Now there may be times when other people have to help them and say, "Well, how about this?" That's fine. But children who aren't schooled will ask you, "What do you think about this?" And you just tell them. You don't try to teach them. In fact, if you watch healthy groups of children, they don't teach each other. That would be a horrible social thing to do, because as soon as somebody comes with teaching energy, it's like, "I'm out of here."
But you do say, "How do you catch a ball? Well, you do it like this," or "I do it like this." Or "How do you spell frog?" You just tell them. They go from one thing to another, and they learn what they're interested in. As far as I can see, I don't learn things I'm not interested in. Why would I? I'm not interested.
That's what children do. As soon as you stop restricting what they are meant to learn, they have huge interests. They have all kinds, and some have very specific ones, like they want to play the violin.
Follow-up: Before we move on, could you talk a little bit about victim consciousness and how schools directly or indirectly create that?
Dr. Cowan: The medical profession creates victim consciousness. In fact, the only thing you have to learn in medical school is: it's not the patient's fault. No matter what happens to them, it's not because of the way they eat or the way they don't move, or think, or their relations, or the house they live in, or they hate their wife, they hate their job, they hate their food. It's none of that - except smoking. If you smoke, you're a dumbass, and you get what you deserve. Somehow that got a bug up their ass. But everything else is just genes, germs, bad luck and stress, whatever that is. It's all over the culture.
Even more so in school. Now, if you can't learn, it's not that you're dumb, or that you don't try or you're not interested. You have some sort of cleverly worded condition. If you never learned to toilet train, you're not damaged and injured and ill. You're neurodiverse. So it's nothing to do with you. I mean, you were poisoned - that's different in a way. You were a victim, in a sense, but the real spiritual question here - if you want to use that word, I don't really like that word so much - but the question is: nothing happens to you that you don't agree with.

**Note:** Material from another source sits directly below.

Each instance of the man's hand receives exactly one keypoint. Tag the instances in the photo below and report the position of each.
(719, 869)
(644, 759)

Now that's tricky, because children and animals certainly seem to have things happen to them that they didn't consciously agree with. I get that. But there's some sort of contract that we make. Once you see that and take ownership for what happens to you, that changes everything. And that is the last thing the powers that be in this culture want people to do - take ownership of their life and the environment they live in.
Government exists to take responsibility from individuals and put it onto a collective. Same with corporations, which are government-sponsored entities. If DuPont poisons your water, you can't go to the head of DuPont and say, "We're gonna do something to you," or "We're going to stop you." He's shielded. The government people are shielded. That's how you create tyranny. It's the same with school, in a way. Nobody's responsible for anything.

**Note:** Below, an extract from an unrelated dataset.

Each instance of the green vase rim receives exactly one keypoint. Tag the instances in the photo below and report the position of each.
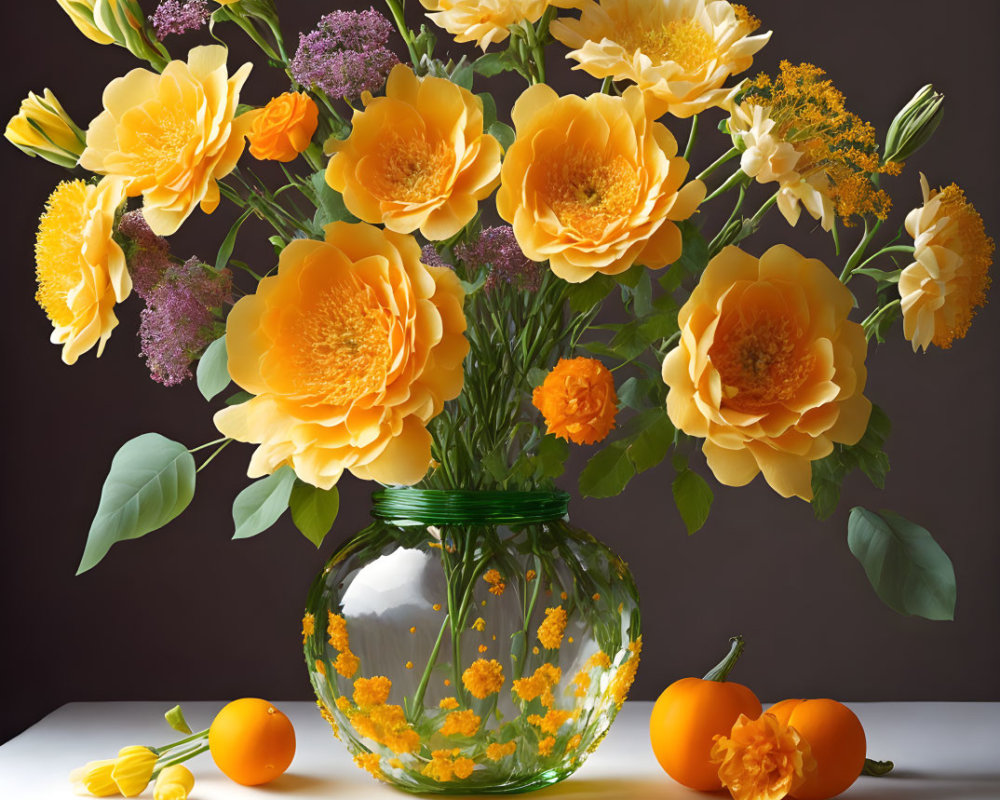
(468, 506)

I love it when they say, "Oh, we need to teach critical thinking." They don't have a teacher in the public school who has any clue what actual critical thinking is. They have nobody to teach it anymore. Besides, you don't need to teach it. You just need to get out of children's way, and they will find it.
I've worked with lots of children. People used to come in all the time: "I'm worried. My child won't read." I used to say, "Okay, do whatever you can to not get them to read and come back when they're 15, and see if they've figured out how to read." It won't work. The only way you can get a child to not read is to teach them when they're not interested, and then they do it deliberately to spite you. Or to teach you that that's not the way to treat another human being - to force them to do stuff they're not interested in. You don't like it. I don't like it.

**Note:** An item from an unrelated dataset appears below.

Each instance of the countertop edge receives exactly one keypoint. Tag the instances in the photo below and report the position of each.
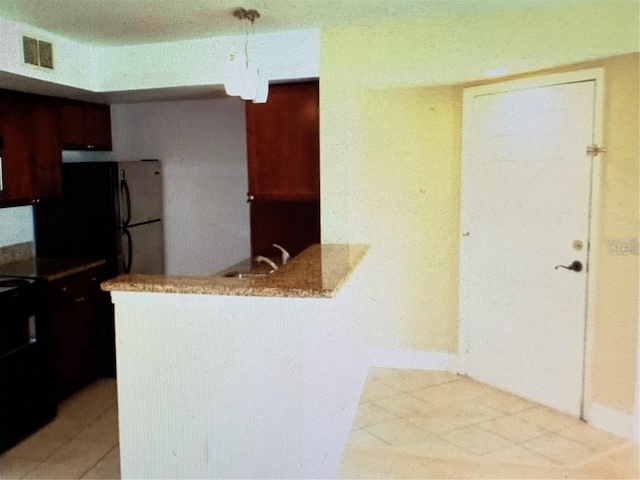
(318, 272)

If somebody does that who has power over me, I have to find creative ways of getting back at them or explaining to them. So one of the ways is failing in school. Because then your parents freak out, they get all worried, they spend a lot of money that they don't have giving you tutors, and they have to drive you all over the place. You're harassing them because they tried to force you to read some stupid book that you had no interest in.
When I would work with a child, I would say, "You know what? Let me tell the parents to back off. Because it's ruining their life too. They're having to spend all this time with tutors." But in a way it's a good strategy. It's just very unproductive.
Question 4: You've thoroughly demonstrated that viruses have never been properly isolated. Yet we do observe apparent "contagion" patterns, especially in closed environments like cruise ships or nursing homes. If it's not viral transmission, what do you think is actually happening when groups of people develop similar symptoms at similar times?
Dr. Cowan: Right, it's like the main sticking point. "Well, my child got chickenpox, and then the next child, and then the next." So let's dissect that. First thing to say is, there are children in that situation who don't get chickenpox or the flu. So how do you account for that? Then they give you the whole immunology BS.
But one of my main things is to ask people over and over again: What do you actually see? Not what you think is right or wrong, or your theory. What you see is two or more people or animals who have the same symptoms at the same time, in the same place. That's what you see. You don't see transmission. You don't see viruses. You don't see bacteria. You see two or more people getting the same symptoms, same time, same place.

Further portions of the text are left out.